I grimaced, sympathizing with the shy boy. The only reason he was trying so hard was to make his late father proud, I was sure of that. “Poor kid,” I said. “But things will go fine and then he’ll feel really good about himself. Maybe it’ll give him a boost.”
“Yeah, maybe.” Eli’s lips quirked up as he handled his needles. “Maybe he only needs to face his fears. We all do, don’t you think?”
I scoffed. “Subtle.” But I got what he was trying to say, and I knew that he was right. If I wanted to keep Dean, I had to face my fears.
But how?
22
Griffin
I decided to call Dean that evening. It would have been nice to ignore my problem for a while longer, but I knew that was pointless. Besides, I really wanted to see him, and I wanted to make up for being so standoffish in the morning. That wasn’t like me, and I didn’t want Dean to think that it was.
While my mother was preparing dinner—another chore she insisted on taking on—I went up into my bedroom and dialed Dean’s number.

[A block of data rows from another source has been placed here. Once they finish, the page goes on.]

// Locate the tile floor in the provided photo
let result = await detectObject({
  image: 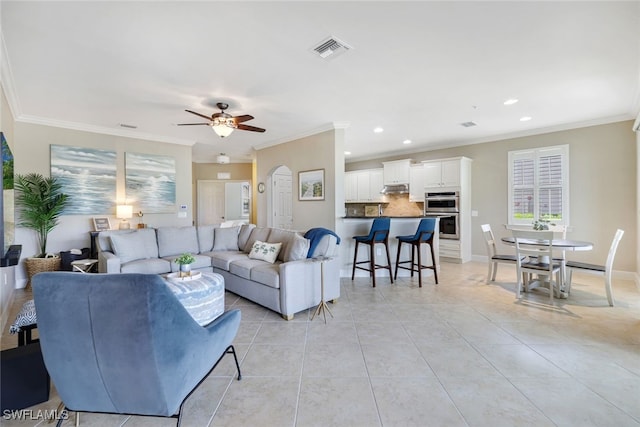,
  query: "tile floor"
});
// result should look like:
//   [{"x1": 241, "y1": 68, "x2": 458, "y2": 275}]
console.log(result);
[{"x1": 0, "y1": 262, "x2": 640, "y2": 427}]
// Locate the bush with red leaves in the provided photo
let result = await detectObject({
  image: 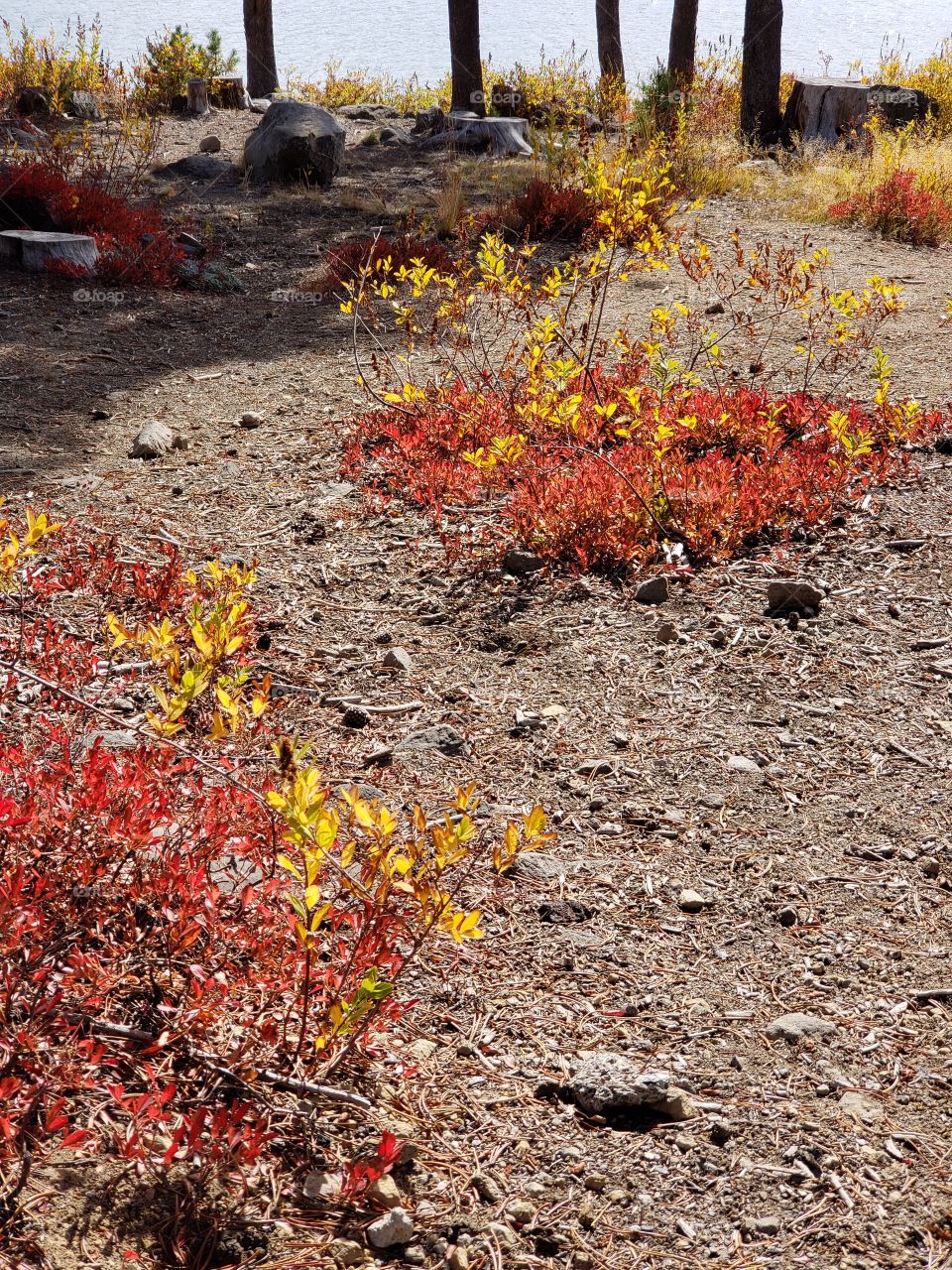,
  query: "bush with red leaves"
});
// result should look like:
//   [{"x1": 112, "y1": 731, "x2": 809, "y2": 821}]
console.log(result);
[
  {"x1": 346, "y1": 358, "x2": 940, "y2": 571},
  {"x1": 312, "y1": 230, "x2": 452, "y2": 291},
  {"x1": 0, "y1": 159, "x2": 184, "y2": 287},
  {"x1": 828, "y1": 168, "x2": 952, "y2": 246},
  {"x1": 498, "y1": 179, "x2": 598, "y2": 242}
]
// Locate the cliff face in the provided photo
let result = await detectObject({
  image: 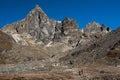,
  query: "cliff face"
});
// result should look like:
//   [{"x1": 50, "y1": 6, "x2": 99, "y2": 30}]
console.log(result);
[{"x1": 2, "y1": 5, "x2": 78, "y2": 44}]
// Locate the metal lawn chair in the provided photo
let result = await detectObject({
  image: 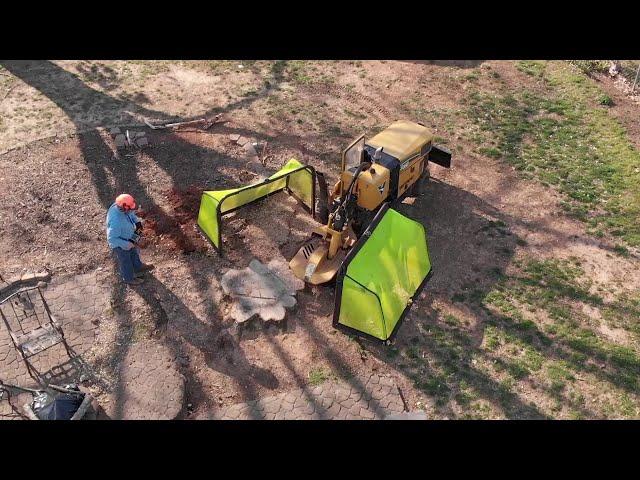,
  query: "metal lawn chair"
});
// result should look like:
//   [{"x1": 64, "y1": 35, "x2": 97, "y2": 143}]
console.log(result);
[{"x1": 0, "y1": 287, "x2": 73, "y2": 384}]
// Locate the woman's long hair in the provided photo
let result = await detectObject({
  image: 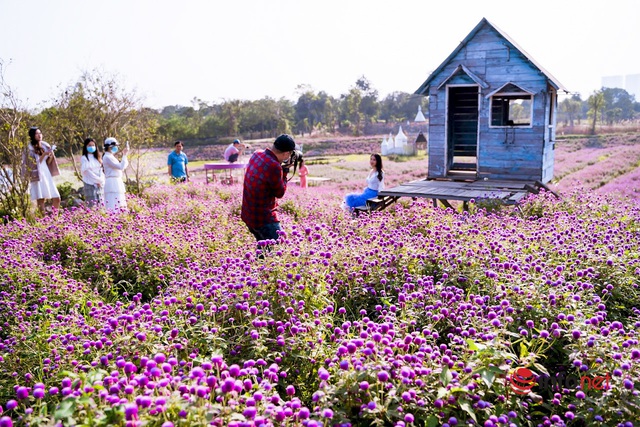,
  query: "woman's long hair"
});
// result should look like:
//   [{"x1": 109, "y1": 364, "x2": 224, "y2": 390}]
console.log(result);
[
  {"x1": 82, "y1": 138, "x2": 102, "y2": 164},
  {"x1": 372, "y1": 153, "x2": 384, "y2": 181},
  {"x1": 29, "y1": 126, "x2": 44, "y2": 156}
]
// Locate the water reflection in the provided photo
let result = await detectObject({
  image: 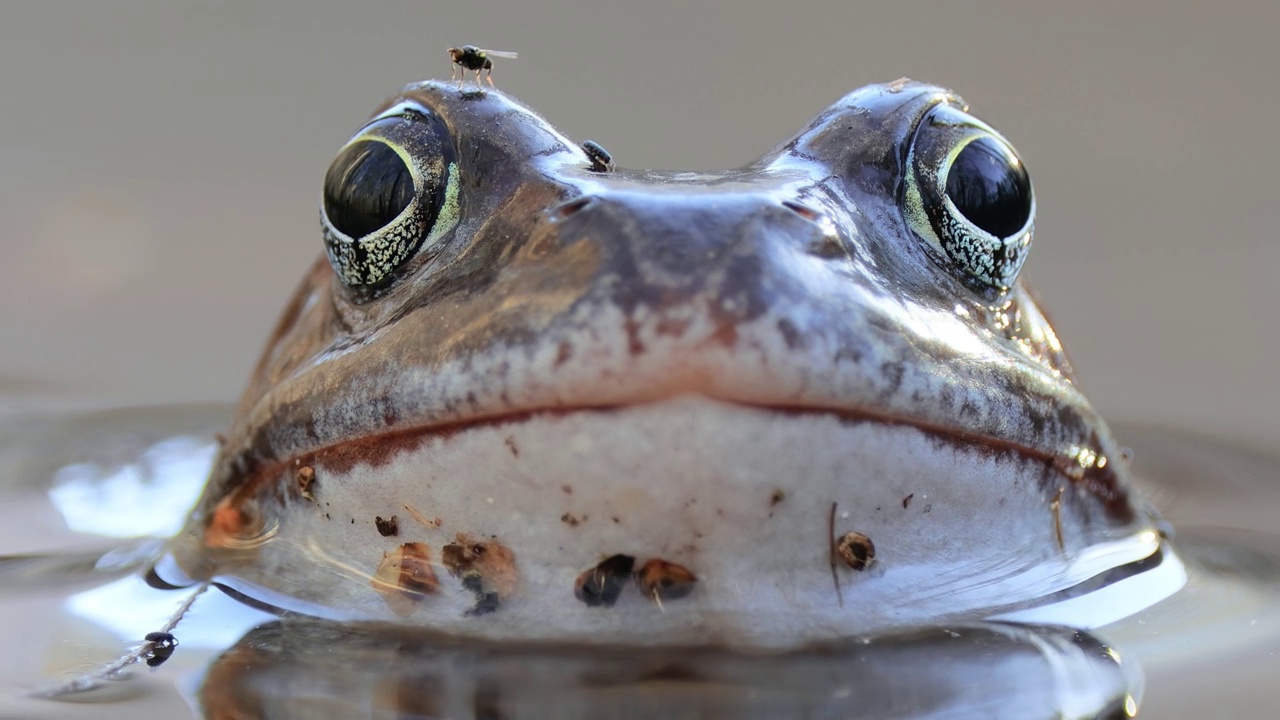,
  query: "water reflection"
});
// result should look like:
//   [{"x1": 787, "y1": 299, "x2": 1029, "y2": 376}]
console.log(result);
[
  {"x1": 198, "y1": 619, "x2": 1142, "y2": 720},
  {"x1": 0, "y1": 411, "x2": 1280, "y2": 719}
]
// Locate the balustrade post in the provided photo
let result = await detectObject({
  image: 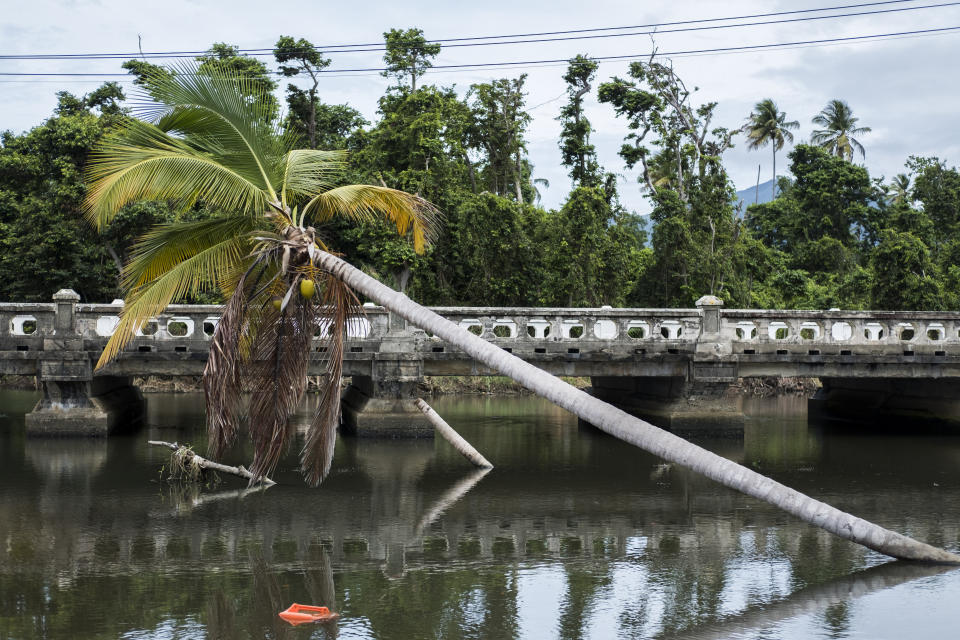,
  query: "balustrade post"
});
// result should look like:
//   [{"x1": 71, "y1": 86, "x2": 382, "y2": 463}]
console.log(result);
[{"x1": 53, "y1": 289, "x2": 80, "y2": 338}]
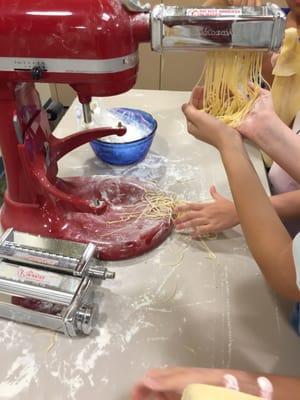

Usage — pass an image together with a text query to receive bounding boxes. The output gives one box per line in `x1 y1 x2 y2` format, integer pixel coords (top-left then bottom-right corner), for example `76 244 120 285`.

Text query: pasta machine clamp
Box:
0 228 115 336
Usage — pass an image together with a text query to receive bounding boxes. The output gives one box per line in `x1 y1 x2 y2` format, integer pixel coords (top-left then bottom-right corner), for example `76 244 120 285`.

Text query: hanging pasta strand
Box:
199 50 263 127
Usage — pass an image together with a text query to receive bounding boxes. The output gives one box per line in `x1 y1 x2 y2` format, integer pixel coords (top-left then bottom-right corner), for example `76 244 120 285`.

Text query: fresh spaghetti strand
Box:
201 50 263 127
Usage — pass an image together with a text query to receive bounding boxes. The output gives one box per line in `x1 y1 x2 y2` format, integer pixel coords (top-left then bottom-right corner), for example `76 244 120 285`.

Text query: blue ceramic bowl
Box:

He answered his phone quickly, as always.
“Hey,” I said softly when I heard him pick up.
“Hey,” he returned. “I’m glad you called. Are you feeling better?”
“Well, I haven’t freaked out about anything in a couple of hours. Sorry about that, by the way.” I tried to play my embarrassment off with a laugh.
“Don’t worry about it,” Dean said, predictably.
“It’s a difficult thing not to worry about,” I admitted. “I want this to work. I want us to work.” I slumped back on my bed. I knew this was only my first relationship and most people went through a couple of them before finding the one, but I didn’t even want to consider moving on to someone else. I felt like I’d found my number one ages ago; I just hadn’t realized it then. And now I only needed to get over myself.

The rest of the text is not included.